Re: Store query results in new RDF

Andy Seaborne Thu, 07 Nov 2013 05:58:06 -0800

On 07/11/13 02:55, Adeeb Noor wrote:


On Wed, Nov 6, 2013 at 5:23 AM, Andy Seaborne <a...@apache.org
<mailto:a...@apache.org>> wrote:

    On 06/11/13 00:31, Adeeb Noor wrote:

        Any help with my question please.

        AdeeB


        On Mon, Nov 4, 2013 at 1:48 PM, Adeeb Noor
        <adeeb.n...@colorado.edu <mailto:adeeb.n...@colorado.edu>> wrote:

            Hi Andy:

            Thanks for the response.

            My TDB is on my hard drive with 15GB size wise.


    How many triples?


*The number of triples is: 37397456*


    And how much of the DB does the SELECT query match?

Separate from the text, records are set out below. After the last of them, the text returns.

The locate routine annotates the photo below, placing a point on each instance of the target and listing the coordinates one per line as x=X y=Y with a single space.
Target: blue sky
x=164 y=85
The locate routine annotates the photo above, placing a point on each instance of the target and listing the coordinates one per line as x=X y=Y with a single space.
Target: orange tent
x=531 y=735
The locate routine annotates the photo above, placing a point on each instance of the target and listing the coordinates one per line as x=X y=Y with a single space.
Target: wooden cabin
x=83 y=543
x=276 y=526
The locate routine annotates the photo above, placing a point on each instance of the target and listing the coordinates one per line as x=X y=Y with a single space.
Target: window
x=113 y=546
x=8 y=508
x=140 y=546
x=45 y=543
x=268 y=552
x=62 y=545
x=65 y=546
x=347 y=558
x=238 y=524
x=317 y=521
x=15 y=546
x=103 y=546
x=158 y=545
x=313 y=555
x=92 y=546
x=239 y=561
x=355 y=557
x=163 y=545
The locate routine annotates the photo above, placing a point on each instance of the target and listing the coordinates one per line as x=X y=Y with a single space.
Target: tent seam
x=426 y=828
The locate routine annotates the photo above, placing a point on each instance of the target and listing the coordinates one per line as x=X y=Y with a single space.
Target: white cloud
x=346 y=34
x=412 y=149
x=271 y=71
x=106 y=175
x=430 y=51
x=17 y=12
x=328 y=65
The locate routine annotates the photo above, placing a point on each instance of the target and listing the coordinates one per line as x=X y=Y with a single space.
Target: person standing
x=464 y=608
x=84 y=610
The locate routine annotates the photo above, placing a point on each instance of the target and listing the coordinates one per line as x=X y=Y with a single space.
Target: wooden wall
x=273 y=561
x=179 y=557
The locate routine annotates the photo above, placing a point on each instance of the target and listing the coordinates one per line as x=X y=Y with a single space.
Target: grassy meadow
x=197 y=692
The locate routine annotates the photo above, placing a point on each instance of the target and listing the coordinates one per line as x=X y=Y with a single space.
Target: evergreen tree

    What's SELECT (count(*) AS ?c) ....
    What's SELECT (count(distinct *) AS ?c) ....


No response?

This is asking what proportion of the DB is being extracted.

On the current information, I'd guess the system starts swapping due toa large construct graph but that's just a guess.


Streaming the execConstructTriples to a disk file may help.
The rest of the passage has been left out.